Mouse Models of Pneumonia and In Vivo S. aureus Gene Expression Analysis

All studies conformed to National Institutes of Health guidelines and were approved by the Animal Care and Use Committee at Montana State University, Bozeman (MSU). Male and female BALB/c mice (8–10 weeks old) were either bred at the MSU Animal Resources Center or were commercially acquired.

All challenges with S. aureus were performed on day 6 post-IAV infection. WSN-infected mice were challenged via intranasal administration of S. aureus with 5 × 10⁸ for gene expression assays and for morbidity and mortality studies. PR8-infected mice were challenged via intratracheal administration of S. aureus at 5 × 10⁸ colony-forming units (CFU)/50 µL for gene expression, or 2.5 × 10⁸ for morbidity and mortality assays. Doses were determined by pilot studies and are in accordance with trends observed in Miller et al [8].

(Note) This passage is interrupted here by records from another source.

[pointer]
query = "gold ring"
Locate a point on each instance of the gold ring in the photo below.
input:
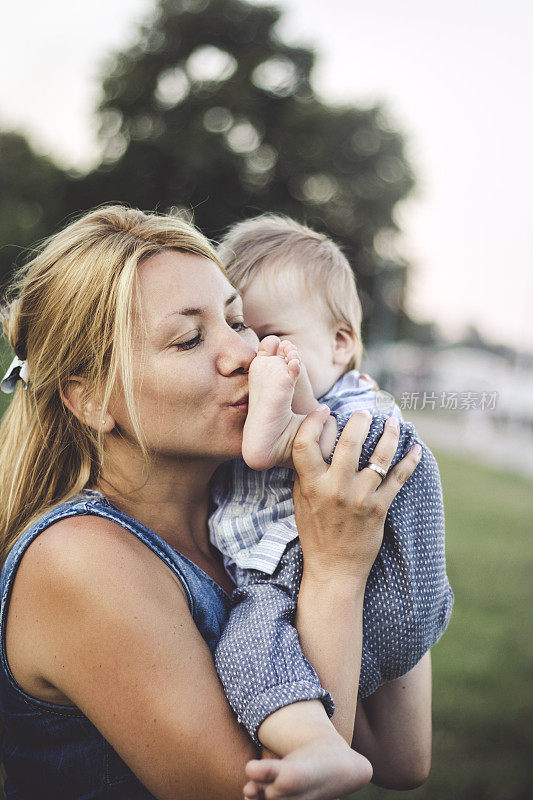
(381, 472)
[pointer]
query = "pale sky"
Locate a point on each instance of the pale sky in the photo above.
(456, 76)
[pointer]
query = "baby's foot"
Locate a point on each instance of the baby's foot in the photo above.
(271, 425)
(317, 771)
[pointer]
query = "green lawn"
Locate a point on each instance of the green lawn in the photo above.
(482, 667)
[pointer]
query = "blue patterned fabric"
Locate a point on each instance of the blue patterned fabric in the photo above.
(254, 517)
(407, 605)
(52, 751)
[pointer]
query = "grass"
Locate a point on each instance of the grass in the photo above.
(483, 696)
(482, 667)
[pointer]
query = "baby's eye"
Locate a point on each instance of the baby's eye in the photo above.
(190, 343)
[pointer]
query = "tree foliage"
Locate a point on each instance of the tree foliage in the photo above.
(32, 199)
(210, 111)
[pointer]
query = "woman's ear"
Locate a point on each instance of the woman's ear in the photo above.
(343, 346)
(74, 395)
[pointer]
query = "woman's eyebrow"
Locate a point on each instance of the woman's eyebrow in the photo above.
(196, 312)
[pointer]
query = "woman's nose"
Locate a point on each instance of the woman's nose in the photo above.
(237, 351)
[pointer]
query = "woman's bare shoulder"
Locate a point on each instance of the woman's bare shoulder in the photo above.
(82, 553)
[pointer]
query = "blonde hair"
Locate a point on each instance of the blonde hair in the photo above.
(71, 314)
(272, 241)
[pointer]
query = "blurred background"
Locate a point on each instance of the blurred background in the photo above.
(404, 132)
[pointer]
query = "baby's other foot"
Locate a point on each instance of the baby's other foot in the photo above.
(271, 425)
(316, 771)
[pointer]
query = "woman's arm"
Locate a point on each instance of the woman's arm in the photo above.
(107, 623)
(393, 729)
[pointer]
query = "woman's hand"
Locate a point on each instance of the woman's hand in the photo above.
(340, 512)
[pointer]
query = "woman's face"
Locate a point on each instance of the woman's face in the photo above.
(192, 352)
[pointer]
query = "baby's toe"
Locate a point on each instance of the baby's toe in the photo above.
(268, 346)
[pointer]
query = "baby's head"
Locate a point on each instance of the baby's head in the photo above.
(297, 284)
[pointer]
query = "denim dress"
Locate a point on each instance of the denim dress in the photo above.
(54, 752)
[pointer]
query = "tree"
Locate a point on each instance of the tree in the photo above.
(32, 199)
(210, 111)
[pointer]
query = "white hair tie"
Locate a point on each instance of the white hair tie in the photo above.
(17, 371)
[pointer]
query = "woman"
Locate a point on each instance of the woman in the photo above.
(137, 356)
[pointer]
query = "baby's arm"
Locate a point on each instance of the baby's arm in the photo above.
(258, 657)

Mouse models of intranasal infections were adapted from Lee et al [3]. Mice were slightly anesthetized with isoflurane and scruffed in an upright position while a 50-µL volume was administered directly to mouse nares. After aspiration, mice were held upright for an additional 60 seconds to ensure distribution into the lower respiratory tract. For intratracheal infection, mice were deeply anesthetized with isoflurane and suspended from front incisors at a 60°–70° angle. A blunt-tipped, bent 18-g needle was inserted through the trachea and suspended above the carina to administer 50 µL directly into the lungs. Mouse nostrils were then blocked until a large gasp was observed. Mice were euthanized using a morbidity scale based on activity, feeding, and respiratory distress in combination with weight loss exceeding 20% of initial body mass.

Mice were euthanized at 4, 6, and 8 hours post–S. aureus challenge and lungs were homogenized in 2 mL of PBS. Aliquots (100 µL) were used for CFU determination and the remaining sample was centrifuged at 4000 rpm (3724 × g) for 10 minutes at 4°C. Supernatant was removed and pelleted lung tissue was resuspended in buffer RLT (Qiagen). Staphylococcus aureus RNA was purified as described previously [9]. Purified RNA from individual mice within each treatment group (3–4 per experiment) was pooled and adjusted to a final concentration of 5 ng/µL and subjected to Quantigene 2.0 assays (Affymetrix) or TaqMan reverse-transcription polymerase chain reaction (RT-PCR) (Supplementary Table 1) [7].